- Born: 3 January 1923 Chittagong District, Bengal Presidency, British India
- Died: 23 December 1971 (aged 48) Dacca, Bangladesh
- Cause of death: Murder
- Years active: 1947-1971
- Political party: Pakistan Peace and Welfare Council
- Other political affiliations: Pakistan Democratic Party; Nizam-e-Islam Party;
- Children: Mohammad Khalequzzaman Mohammad Sahiduzzaman

= Farid Ahmad =

Pakistani politician, lawyer, and vice-president of Pakistan Democratic Party

Farid Ahmad was a Pakistani politician, lawyer, and vice-president of the Pakistan Democratic Party (PDP).

==Early life==
Ahmad was born on 3 January 1923 in Rashid Nagar, Ramu Upazila, Cox's Bazar District, East Bengal, British Raj.

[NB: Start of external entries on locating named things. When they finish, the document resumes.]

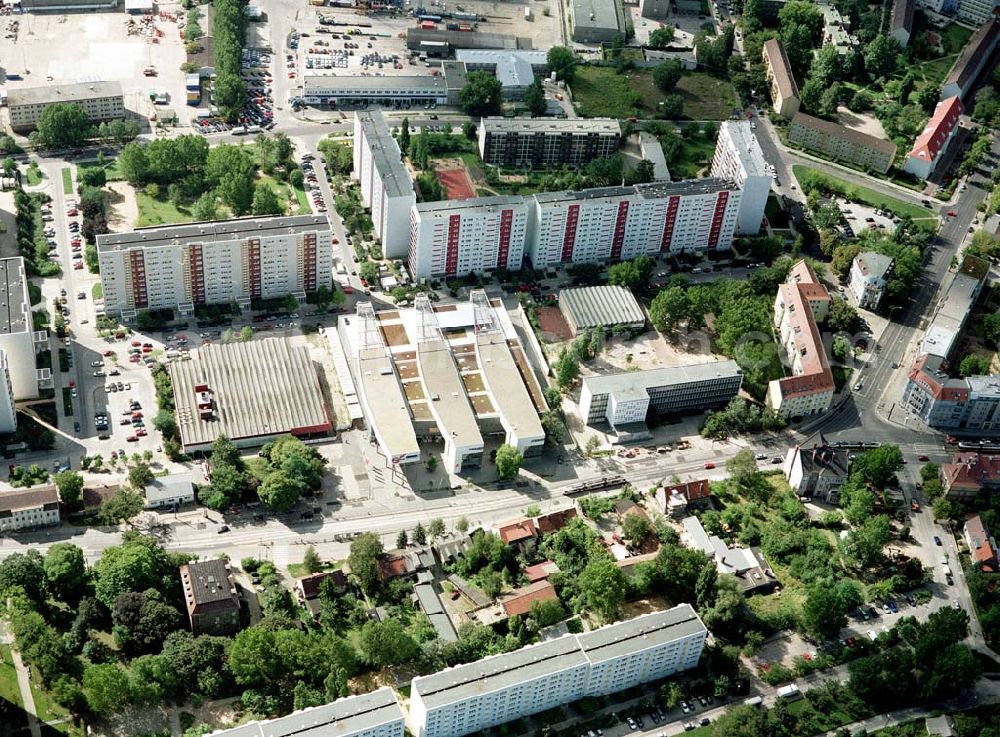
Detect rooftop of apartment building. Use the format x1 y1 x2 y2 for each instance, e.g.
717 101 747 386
573 0 625 31
97 215 330 252
764 38 799 100
7 82 122 107
792 113 896 156
889 0 916 33
354 110 413 197
854 251 892 279
212 687 403 737
168 338 332 447
411 604 706 709
533 177 737 204
941 20 1000 89
722 120 771 177
920 256 989 358
908 95 965 161
481 116 622 136
0 256 34 335
0 486 59 512
583 360 743 396
778 261 834 398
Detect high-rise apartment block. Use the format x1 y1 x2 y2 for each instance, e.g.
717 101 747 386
97 215 333 319
409 197 529 279
767 261 834 417
409 604 708 737
527 177 742 269
712 120 771 235
409 177 742 279
764 38 800 118
354 110 417 258
788 113 896 174
0 256 45 412
479 118 622 166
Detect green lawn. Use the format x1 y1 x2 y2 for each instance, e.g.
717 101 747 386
792 164 937 229
135 189 194 228
573 66 664 118
0 645 22 706
941 23 972 54
677 72 739 120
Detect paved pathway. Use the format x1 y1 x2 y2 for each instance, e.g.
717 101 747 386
0 620 42 737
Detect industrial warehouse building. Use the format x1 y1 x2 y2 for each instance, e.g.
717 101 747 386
168 338 333 453
409 604 708 737
97 215 333 320
580 361 743 439
337 290 546 473
7 82 125 131
559 286 646 335
354 110 417 258
212 687 405 737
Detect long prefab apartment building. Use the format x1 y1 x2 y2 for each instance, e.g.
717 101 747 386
97 215 333 319
205 688 405 737
409 604 708 737
7 82 125 131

He completed his Matriculation from Cox's Bazar Government High School. He finished his I.A. from Chittagong Government College. In 1945, he graduated with B.A. in the English language from the University of Dhaka. He completed his M.A. from the University of Dhaka in 1946. In 1947, he completed his LLB degree.

==Career==
Ahmad was elected vice-president of Dhaka University Central Student Union. In 1952, he joined the Nizam-e-Islam Party. In 1954, he was elected to the Provincial Assembly of East Bengal and in 1955, he was elected to the Pakistan Constituent Assembly. From 1954 to 1969, he was the general secretary of the Nizam-e-Islam Party. He served as the chief whip of the East Bengal Provincial Assembly. He served in the cabinet of Ismail Ibrahim Chundrigar as the Minister of Labour. In 1962, he was elected to the National Assembly of Pakistan. He served as the chairman of Public Accounts Committee in the National Assembly till 1965. In 1964, he was elected chairman of Combined Opposition Party in East Pakistan. He was reelected to the Pakistan National Assembly in 1965.

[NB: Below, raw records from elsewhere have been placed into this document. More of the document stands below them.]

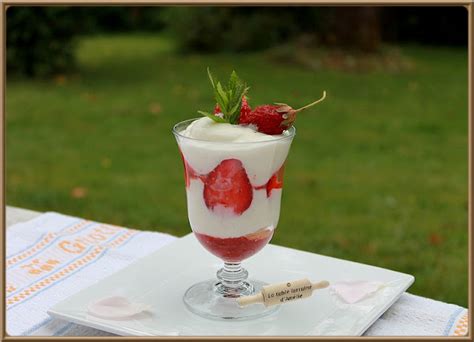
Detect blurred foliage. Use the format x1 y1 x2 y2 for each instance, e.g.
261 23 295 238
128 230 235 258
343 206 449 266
7 6 163 77
7 6 467 76
165 7 316 52
7 7 77 76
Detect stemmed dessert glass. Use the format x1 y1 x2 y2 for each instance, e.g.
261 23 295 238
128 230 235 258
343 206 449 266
173 119 296 320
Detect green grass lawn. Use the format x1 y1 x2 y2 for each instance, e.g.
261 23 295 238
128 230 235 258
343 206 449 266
6 35 468 306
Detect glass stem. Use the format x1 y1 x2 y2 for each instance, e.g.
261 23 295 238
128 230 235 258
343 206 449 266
217 262 249 288
215 262 253 297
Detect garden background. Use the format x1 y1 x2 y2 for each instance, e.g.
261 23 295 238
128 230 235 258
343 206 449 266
6 7 468 306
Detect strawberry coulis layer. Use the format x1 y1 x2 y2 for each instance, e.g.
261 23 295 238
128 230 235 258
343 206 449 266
181 153 284 262
194 229 273 262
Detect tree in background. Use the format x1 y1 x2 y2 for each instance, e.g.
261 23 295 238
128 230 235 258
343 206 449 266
7 7 77 77
7 6 467 77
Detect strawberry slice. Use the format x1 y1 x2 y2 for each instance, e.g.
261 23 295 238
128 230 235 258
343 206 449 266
203 159 253 215
266 164 285 197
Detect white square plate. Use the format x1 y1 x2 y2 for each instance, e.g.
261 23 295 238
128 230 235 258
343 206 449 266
48 234 414 336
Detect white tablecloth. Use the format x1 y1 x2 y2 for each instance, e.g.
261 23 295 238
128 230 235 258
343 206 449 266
6 208 468 336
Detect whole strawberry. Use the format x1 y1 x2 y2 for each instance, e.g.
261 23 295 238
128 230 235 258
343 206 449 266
239 92 326 135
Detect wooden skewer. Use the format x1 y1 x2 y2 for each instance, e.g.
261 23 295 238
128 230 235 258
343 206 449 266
237 280 329 307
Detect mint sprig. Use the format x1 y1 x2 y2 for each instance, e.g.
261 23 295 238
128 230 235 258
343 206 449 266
198 68 249 125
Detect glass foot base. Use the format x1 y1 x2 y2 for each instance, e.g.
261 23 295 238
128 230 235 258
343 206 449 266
183 279 279 320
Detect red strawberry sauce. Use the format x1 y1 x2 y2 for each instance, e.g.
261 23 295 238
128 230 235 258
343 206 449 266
194 229 273 262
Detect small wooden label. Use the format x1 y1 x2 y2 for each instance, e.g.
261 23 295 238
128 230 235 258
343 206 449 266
262 279 313 306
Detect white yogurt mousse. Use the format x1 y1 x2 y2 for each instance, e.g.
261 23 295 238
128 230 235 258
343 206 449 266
177 117 293 238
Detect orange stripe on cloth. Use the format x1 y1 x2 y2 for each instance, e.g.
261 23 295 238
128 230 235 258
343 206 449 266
7 220 90 266
7 230 138 307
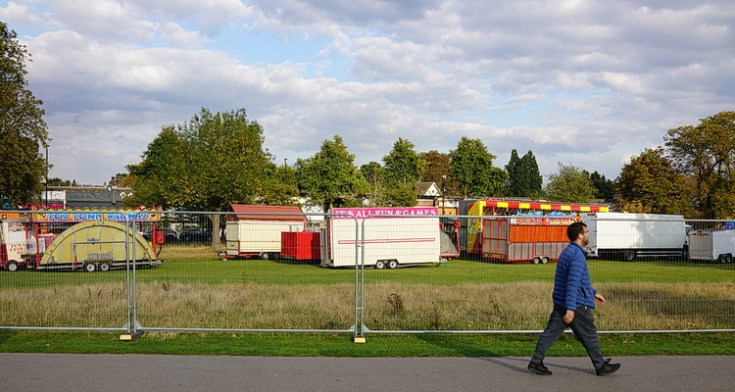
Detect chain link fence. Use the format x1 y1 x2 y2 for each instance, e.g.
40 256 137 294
0 207 735 337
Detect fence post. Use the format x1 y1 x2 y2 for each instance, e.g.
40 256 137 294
120 216 143 341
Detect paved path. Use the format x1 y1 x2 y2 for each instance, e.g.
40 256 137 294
0 353 735 392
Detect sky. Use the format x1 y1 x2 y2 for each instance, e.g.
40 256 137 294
0 0 735 185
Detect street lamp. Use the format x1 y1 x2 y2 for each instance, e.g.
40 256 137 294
107 184 115 206
44 146 48 210
442 174 447 215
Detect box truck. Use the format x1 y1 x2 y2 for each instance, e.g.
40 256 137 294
320 207 445 269
582 212 689 261
689 229 735 264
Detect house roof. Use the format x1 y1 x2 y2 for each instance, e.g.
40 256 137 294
228 204 306 222
416 182 440 197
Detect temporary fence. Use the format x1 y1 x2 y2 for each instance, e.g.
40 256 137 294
0 207 735 338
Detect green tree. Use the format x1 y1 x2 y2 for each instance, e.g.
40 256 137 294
590 171 615 202
616 148 694 217
545 162 595 203
360 161 383 188
0 22 50 208
296 135 368 210
664 111 735 218
125 109 275 245
419 150 451 184
380 138 422 207
258 165 299 206
449 136 508 197
505 149 543 199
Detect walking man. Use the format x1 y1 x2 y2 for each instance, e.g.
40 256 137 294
528 222 620 376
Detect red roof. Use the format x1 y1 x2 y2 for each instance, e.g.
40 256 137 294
227 204 306 222
484 200 609 212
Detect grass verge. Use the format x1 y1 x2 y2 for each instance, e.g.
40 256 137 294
0 330 735 357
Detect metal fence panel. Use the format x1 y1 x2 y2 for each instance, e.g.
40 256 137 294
0 208 735 336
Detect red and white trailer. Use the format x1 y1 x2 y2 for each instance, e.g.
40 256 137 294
321 207 446 269
220 204 307 259
0 218 30 271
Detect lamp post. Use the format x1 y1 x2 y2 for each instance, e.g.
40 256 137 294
442 174 447 215
44 146 48 210
107 184 115 207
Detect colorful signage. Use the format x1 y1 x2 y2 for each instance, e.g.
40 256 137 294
33 210 161 223
332 207 439 219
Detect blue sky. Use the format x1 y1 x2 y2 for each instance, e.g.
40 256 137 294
0 0 735 184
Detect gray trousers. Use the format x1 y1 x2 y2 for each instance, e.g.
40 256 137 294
531 304 605 369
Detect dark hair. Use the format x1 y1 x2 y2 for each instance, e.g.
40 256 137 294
567 222 587 242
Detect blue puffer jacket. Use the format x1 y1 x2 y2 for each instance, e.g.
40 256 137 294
552 242 597 310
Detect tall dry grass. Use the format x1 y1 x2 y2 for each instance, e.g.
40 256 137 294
0 282 735 330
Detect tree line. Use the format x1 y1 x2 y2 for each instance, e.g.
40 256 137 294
0 22 735 219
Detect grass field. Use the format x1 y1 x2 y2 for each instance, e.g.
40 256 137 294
0 246 735 356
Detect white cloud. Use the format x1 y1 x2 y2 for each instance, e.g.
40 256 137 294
0 0 735 182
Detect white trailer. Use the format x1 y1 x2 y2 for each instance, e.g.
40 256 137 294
689 229 735 264
0 219 30 271
582 212 689 261
220 204 307 259
320 207 444 269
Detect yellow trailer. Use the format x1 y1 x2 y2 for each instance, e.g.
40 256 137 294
37 220 161 272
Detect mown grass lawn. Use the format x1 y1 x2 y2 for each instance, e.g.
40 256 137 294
0 246 735 356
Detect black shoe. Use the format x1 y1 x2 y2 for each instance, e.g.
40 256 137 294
595 359 620 376
528 361 552 376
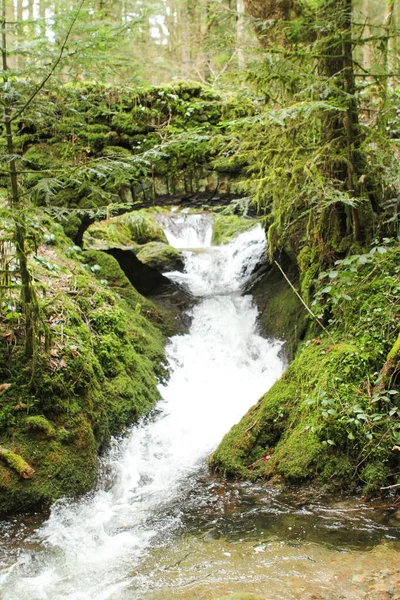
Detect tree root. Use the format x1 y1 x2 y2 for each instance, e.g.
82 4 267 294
373 334 400 394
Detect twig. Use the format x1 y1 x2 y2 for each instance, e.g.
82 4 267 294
274 260 336 344
245 421 257 433
379 483 400 490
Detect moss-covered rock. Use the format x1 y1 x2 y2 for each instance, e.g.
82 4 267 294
212 215 257 246
211 241 400 494
0 217 169 513
136 242 184 273
251 260 309 360
83 210 167 250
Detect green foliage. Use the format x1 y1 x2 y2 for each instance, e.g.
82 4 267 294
0 218 167 511
212 215 256 246
211 239 400 494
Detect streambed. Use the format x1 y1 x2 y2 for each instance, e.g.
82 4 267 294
0 214 400 600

In 1965, Ahmad wrote a book on Muhammad Ali, titled Muhammad Ali Clay. He was the advisory editor of Prithibi, a monthly magazine. In 1967, he joined the Pakistan Democratic Movement and campaigned against President Ayub Khan. During February 1969 and March 1969, he attended the Round Table Conference by Ayub Khan as the representative of the Nizam-e-Islam Party. He was elected the vice-president of Pakistan Democratic Party in 1969. In 1971, he represented Pakistan at the Afro-Asian People's Solidarity Organisation in Damascus, Syria. He served as the managing editor of The Daily Najat. He lost his seat in the 1970 Pakistani general election. He supported Pakistan during the Bangladesh War of Independence. On 10 April 1971, he helped form the East Pakistan Central Peace Committee in Dhaka and was a founding member of the committee. He served as the president of East Pakistan Peace and Welfare Council. He was an adviser to the paramilitary Razakar Bahini.

==Death==
Ahmad was killed on 23 December 1971, after the independence of Bangladesh by people affiliated with the Mukti Bahini.